Cotherstone Parish Council consists of seven councillors and has one employee, the clerk to the Parish Council. The most recent elections for the council were held in May 2017, formal elections are only held when more than seven candidates stand for the Parish Council. If vacancies arise between elections then these will be advertised on the news and events page of this website enabling individuals to be co-opted as and when the need arises.
The Parish Council usually meets on the second Wednesday of each month within the Millennium Room in the Village Hall at 7.00pm (apart from August and December when no meetings are held), members of the public are very welcome to attend. Future meetings are listed on our meetings page and minutes and reports associated with our meetings can be found on our minutes page. Agendas for forthcoming Parish Council meetings are displayed within the local shop and notice boards within the village.
What do Parish Councils do?
There are over 9000 Parish and Town Councils across England, they for the most local level of government and cover many rural and urban areas.
Parish Councils have an overall responsibility for the well-being of their local communities. The work of a Parish Council falls into three main categories:
- Representing the local community
- Delivering services to meet local needs
- Striving to improve the quality of life in the parish
Parish councils can provide and/or maintain a number of local services specific to their community including village greens, allotments, cemeteries, seats, bus shelters, common land, and leisure facilities.

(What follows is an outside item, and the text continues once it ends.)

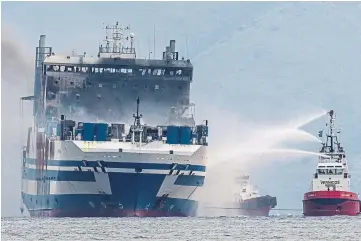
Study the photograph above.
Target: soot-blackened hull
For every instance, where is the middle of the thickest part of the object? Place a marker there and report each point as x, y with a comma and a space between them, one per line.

Each year a parish council asks for a sum of money called a “precept” which is collected through your Council Tax. This money is used by your Parish Council to maintain and improve facilities and services for local people and to run the Parish Council.
What do Parish Councillors do?
Parish Councillors have three main areas of work:
- Decision making – Through attendance at meetings and committees with other elected members councillors decide which activities to support, where Parish money should be spent, what services should be delivered and what policies should be implemented.
- Monitoring – Councillors ensure that the decisions lead to effective services and prudent use of Parish finances.
- Getting involved locally – As local representatives for the parishioners and local organisations to ensure that services are delivered for the benefit of the community, and that local issues are fed back through the Parish Council.
Could you be a Parish Councillor?
Anyone can become a Parish Councillor, however there are a few basic rules on qualification that need to be adhered to, you must be:
- a British citizen, or a citizen of the commonwealth or European Union, and
- 18 years of age or older on the day you become nominated for election, and
- a resident of the Parish and live or work in or near the Parish.
As a Parish Councillor you become a voice for your community and affect real and meaningful change for the benefit of your community, you need to have the concerns and best interests of your Parish as a whole at heart.